They said an amendment to the existing investment law to annul the ceiling on foreign ownership should be put in place by the end of the year.
"The amendment to get an exemption to set up new banks with ownership that exceeds 50 percent is expected soon," said Rateb Shallah, chairman of the privately owned Bank of Syria and Overseas, in which Lebanon's BLOM has a 39 percent stake.
"It will open the opportunity for foreign banks to set up branches across the country," Shallah, who is also head of the Syrian Chambers of Commerce, told Reuters.
The 49 percent limit dates back to 2001, when Syria passed a law that ended four decades of state domination of the banking sector.
The changes are partly due to outside pressure on Syria to liberalise its economy, introduce democratic reforms and stop interfering in the internal affairs of neighbouring Iraq and Lebanon.
This week the UN Security Council passed a resolution ordering Syria to cooperate fully with a UN inquiry into the killing of a former Lebanese prime minister or face "further action".
The probe into the February killing of Rafik al-Hariri last month named senior Syrian officials as suspects.
Since the first private sector bank opened last year, foreign players have begun to rush into Syria to grab a slice of its large personal savings market, bankers say.
So far there are four private sector banks which operate as joint ventures between Syrian and foreign investors: Bank of Syria and Overseas, Banque Bemo-Saudi-Fransi, Bank Audi and International Trade and Finance.
Two other banks that also plan to open soon are Amman-based Arab Bank and Lebanon's Byblos.
Private banks now compete with the large state-owned Commercial Bank of Syria, which lacks their flexibility but still dominates government business.
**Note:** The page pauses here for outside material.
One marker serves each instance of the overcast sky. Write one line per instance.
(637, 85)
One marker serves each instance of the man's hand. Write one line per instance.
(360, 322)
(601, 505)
Shallah said several other banks were awaiting the new law to enter the lucrative banking sector, which had $13.8 billion in total deposits at the end of 2004. Bankers say the banking system has a lot of potential for growth, with only 282 bank branches in a country of 18 million people, equivalent to one branch per 64,000 inhabitants compared to a regional average of one branch per 25,000 people.
Domestic savings alone are estimated to total $15 billion, with foreign currency almost four times that amount and mostly under-utilised.
Syria's private banks were all raising their capital beyond the compulsory $30 million and expanding their range of products and branches across the country, bankers say.